Le gouvernement irakien entre le marteau des menaces américaines et l'enclume des factions armées
Nouvelles :
Le département d'État américain a confirmé, dans la soirée du mardi 5 août 2025, l'objection de Washington à la tentative du Parlement irakien de légiférer sur la loi sur la mobilisation populaire, soulignant que son adoption entraînerait un changement dans la nature du partenariat de sécurité bilatéral avec Bagdad.
Sa porte-parole, Tami Bruss, a déclaré lors d'une conférence de presse à Washington : "Nous nous opposons fermement à la législation sur la mobilisation qui renforce les groupes armés liés à l'Iran et aux organisations terroristes."
Des chercheurs américains avaient averti dans un rapport publié par l'Institut de Washington pour la politique du Proche-Orient que l'adoption de la loi sur la mobilisation populaire saperait les réformes de la sécurité irakienne et accorderait une couverture juridique aux factions opérant en dehors de l'autorité de l'État, y compris les groupes classés par les États-Unis comme des « organisations terroristes ».
Le rapport, traduit par l'agence Shafaq News, appelait l'administration américaine à répondre par divers moyens de pression, notamment en imposant des sanctions aux dirigeants de la mobilisation proches de Téhéran, en gelant certains aspects de la coopération en matière de sécurité avec Bagdad et en liant l'aide militaire au niveau d'engagement envers les réformes de la sécurité et le principe du monopole de l'État sur les armes.
Commentaire :
La loi sur la mobilisation populaire continue de susciter de fortes divisions entre les députés irakiens en vue de son adoption, compte tenu des fortes pressions régionales et internationales, qui ont conduit à son report à plusieurs reprises, et le différend entre les blocs politiques a conduit à des insultes et à des bagarres au sein du Parlement lors de la dernière session de mardi.
Quiconque examine la réalité de l'Irak voit clairement la perte que vit l'État, car il n'a pas de véritable autorité, et il n'est même pas en mesure, avec tous ses appareils militaires et de sécurité, de pénétrer dans les zones d'influence des factions armées comme Jurf al-Sakhar, par exemple, mais le mépris pour lui a atteint un point tel que le secrétaire général des Kataeb, Abu Hussein al-Hamidawi, demande que al-Sudani soit mis en quarantaine jusqu'aux élections.
La déclaration du porte-parole de l'état-major général des forces armées iraniennes, le brigadier Abu al-Fadl Shekarchi, le jeudi 7 août 2025, selon laquelle les « factions de la résistance » dans la région opèrent désormais « avec plus de force qu'auparavant », soulignant que ces forces sont devenues « plus coordonnées et cohérentes » que jamais, cette déclaration justifie l'entêtement des factions irakiennes, comme si elle donnait une justification à l'Amérique pour mettre à exécution ses menaces, qu'elles soient économiques ou même militaires.
Ô peuple d'Irak : Il ne fait aucun doute que vous observez et vivez cette triste réalité, et cette perte, au point que vous marchez dans des ténèbres profondes et vers l'inconnu, car il n'y a pas d'État au sens propre du terme, et il n'y a pas de sécurité, mais une perte au sens propre du terme.
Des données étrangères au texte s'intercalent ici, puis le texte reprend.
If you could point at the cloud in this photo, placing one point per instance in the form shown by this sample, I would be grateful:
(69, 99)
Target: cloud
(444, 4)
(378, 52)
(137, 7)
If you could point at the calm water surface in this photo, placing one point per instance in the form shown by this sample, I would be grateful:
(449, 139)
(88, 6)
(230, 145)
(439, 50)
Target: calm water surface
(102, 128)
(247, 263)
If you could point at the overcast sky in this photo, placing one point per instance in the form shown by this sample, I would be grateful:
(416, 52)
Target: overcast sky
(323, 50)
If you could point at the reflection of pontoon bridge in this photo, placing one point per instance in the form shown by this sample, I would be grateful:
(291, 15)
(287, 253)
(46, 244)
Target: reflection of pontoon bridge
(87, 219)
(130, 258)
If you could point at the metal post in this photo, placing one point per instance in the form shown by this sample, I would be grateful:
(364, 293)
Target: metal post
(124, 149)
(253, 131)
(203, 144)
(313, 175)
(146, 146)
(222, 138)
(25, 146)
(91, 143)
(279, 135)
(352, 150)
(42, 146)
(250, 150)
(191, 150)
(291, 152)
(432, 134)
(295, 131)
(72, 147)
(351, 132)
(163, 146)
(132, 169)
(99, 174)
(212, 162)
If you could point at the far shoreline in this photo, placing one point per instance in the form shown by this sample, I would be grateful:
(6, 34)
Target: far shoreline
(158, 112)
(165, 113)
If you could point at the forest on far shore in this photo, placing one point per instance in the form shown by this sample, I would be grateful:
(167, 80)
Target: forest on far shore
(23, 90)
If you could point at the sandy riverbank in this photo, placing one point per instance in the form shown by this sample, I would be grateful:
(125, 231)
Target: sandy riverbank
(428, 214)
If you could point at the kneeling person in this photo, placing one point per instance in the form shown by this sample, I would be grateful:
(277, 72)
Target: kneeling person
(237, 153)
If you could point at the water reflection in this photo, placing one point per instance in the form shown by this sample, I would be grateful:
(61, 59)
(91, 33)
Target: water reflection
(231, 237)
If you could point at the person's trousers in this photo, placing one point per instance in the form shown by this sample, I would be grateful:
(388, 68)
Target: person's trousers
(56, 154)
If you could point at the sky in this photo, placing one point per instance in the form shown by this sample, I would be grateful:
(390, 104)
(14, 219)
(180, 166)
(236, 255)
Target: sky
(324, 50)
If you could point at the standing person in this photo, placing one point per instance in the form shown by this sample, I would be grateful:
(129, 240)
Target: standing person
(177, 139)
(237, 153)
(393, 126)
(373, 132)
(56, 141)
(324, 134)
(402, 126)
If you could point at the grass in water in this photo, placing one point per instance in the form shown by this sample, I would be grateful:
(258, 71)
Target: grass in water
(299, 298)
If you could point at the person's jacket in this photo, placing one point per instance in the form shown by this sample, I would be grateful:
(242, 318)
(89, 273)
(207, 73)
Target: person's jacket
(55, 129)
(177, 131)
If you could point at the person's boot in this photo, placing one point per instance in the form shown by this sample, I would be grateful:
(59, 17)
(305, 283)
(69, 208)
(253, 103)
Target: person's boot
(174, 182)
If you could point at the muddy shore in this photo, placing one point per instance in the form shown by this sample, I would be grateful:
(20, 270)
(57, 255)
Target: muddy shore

Et il n'y a pas de solution à cette confusion, ni d'échappatoire à cet inconnu, si ce n'est en renversant ce régime et en se libérant de l'hégémonie de l'infidèle occupant, et en établissant le sultanat de l'Islam, car il est le seul capable d'éliminer toutes les séditions et divisions créées par l'infidèle, et il est le seul capable de préserver les fonds privés et publics, et il est le seul capable de préserver le prestige de l'État, et il est digne du ralliement de la nation autour de lui grâce à la justice émanant du programme de la charia islamique.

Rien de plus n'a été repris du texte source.